Some people were pushing strollers. One lady had set a pair of mirror-aviator glasses on her dachshund and was having it pose on a bench. A well-built Puerto Rican sparred against the tall flagpole outside of the mayor's house, Gracie Mansion. He peppered it with gnat-like jabs and knocked it down in eight.

The sirens cried in the distance. Pretty girls sat at small wrought iron tables and ate expensive pastries and nearly everyone carried a coffee cup big enough to swim in.


On the East River itself, young men steered loud jet-skis through the turbid water, jumping through the conflicting currents at Hells Gate, where the East River meets the Harlem meets the influx from the Long Island Sound. They played not far from where the General Slocum caught fire in 1904, killing 1021 of its 1358 passengers and crew. Until September 11th, it was the biggest single-day death toll in city history. 

The factories, sewers and abattoirs are all shut down now, and there are no longer any pig carcasses bloated and floating down the old estuary. I wouldn't swim in it, or even jet-ski. My memory wouldn't let me.

As I ached my way up my home block, I saw an old couple--even older than I walking down toward the river. Some years ago some people on the block tried to prettify things. They built around some of the street trees little gardens with scraggly plants and old dry cleaner plastic. Around this particular patch of grey-green they had erected a short white picket fence, the kind you'd see in old Jimmy Stewart movies where he falls into the hydrangeas with Donna Reed. Someone had jigsawed wooden rabbits and painted them in pastel colors and nailed them to the slats of the fence.

The old couple walked by and noticed that hooligans or a small delivery guy on a big bicycle had knocked down the fence until the whole diorama looked like something out of the twister scene in the Wizard of Oz. The old woman turned to her weary husband.

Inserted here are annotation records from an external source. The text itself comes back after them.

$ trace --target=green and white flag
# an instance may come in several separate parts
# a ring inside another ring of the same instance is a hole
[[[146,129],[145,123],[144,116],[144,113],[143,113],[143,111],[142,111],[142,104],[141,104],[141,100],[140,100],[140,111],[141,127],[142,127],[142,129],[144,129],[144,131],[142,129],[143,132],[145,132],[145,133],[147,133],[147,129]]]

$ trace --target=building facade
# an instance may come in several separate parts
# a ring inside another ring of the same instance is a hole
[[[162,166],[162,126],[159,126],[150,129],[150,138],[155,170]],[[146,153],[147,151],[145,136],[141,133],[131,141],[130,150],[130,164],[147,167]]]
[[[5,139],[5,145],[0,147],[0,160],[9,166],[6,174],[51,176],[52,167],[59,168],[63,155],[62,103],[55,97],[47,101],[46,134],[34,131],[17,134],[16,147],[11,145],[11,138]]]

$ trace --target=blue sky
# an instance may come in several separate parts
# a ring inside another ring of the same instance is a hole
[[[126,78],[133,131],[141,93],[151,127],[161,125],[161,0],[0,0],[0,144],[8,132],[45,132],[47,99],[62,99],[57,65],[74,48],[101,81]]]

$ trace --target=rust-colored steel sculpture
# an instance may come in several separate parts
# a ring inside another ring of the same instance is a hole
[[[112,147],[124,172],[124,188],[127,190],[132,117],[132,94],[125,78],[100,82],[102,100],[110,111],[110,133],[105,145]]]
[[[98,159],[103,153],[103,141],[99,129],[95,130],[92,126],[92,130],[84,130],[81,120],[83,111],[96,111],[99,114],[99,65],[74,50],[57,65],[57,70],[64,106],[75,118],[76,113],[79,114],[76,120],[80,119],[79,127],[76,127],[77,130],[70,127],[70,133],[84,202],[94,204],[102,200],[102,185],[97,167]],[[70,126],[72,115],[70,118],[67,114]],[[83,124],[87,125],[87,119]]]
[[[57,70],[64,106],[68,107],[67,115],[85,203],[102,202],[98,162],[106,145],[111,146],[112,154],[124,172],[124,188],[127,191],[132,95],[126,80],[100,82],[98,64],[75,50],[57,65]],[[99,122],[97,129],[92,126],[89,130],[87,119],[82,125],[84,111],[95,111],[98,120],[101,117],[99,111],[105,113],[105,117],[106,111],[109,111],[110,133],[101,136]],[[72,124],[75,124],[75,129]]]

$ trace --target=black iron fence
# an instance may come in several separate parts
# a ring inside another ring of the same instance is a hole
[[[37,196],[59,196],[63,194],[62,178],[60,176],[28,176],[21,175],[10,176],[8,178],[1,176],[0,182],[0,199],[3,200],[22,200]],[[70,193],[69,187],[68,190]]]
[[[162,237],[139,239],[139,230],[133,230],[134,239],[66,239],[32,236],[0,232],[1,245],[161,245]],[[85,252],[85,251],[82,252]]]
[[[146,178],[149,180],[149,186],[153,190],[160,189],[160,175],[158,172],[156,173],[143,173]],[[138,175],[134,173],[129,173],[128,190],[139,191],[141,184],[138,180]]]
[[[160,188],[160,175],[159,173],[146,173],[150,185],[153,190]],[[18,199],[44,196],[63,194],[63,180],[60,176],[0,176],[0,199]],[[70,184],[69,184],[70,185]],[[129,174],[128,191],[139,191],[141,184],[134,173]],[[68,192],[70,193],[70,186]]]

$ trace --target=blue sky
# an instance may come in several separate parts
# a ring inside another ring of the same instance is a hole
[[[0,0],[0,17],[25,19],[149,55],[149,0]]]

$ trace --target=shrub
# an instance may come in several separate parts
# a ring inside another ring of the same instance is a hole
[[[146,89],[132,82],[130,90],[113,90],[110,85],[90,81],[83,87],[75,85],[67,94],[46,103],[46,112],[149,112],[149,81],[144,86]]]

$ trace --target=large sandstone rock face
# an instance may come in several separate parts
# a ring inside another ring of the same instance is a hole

"Look what someone did," she said. She tsked audibly. Then finished with, "Someone should spank those boys."

When I come back to New York after my time away, even if I've been away for just ten days or three weeks, I feel a bit like Odysseus returning unrecognized to Ithaka. My home feels over-run with intruders and I don't like it one bit.

But unlike Odysseus, I am not the favorite of Athena--or anyone else. I cannot string a strong bow and blaze arrows at the metaphorical suitors around me. 

Instead, I bring Whiskey back home. We're both foot-sore and in pain. I sit in my favorite chair, and I write stories about a world that has all-but disappeared.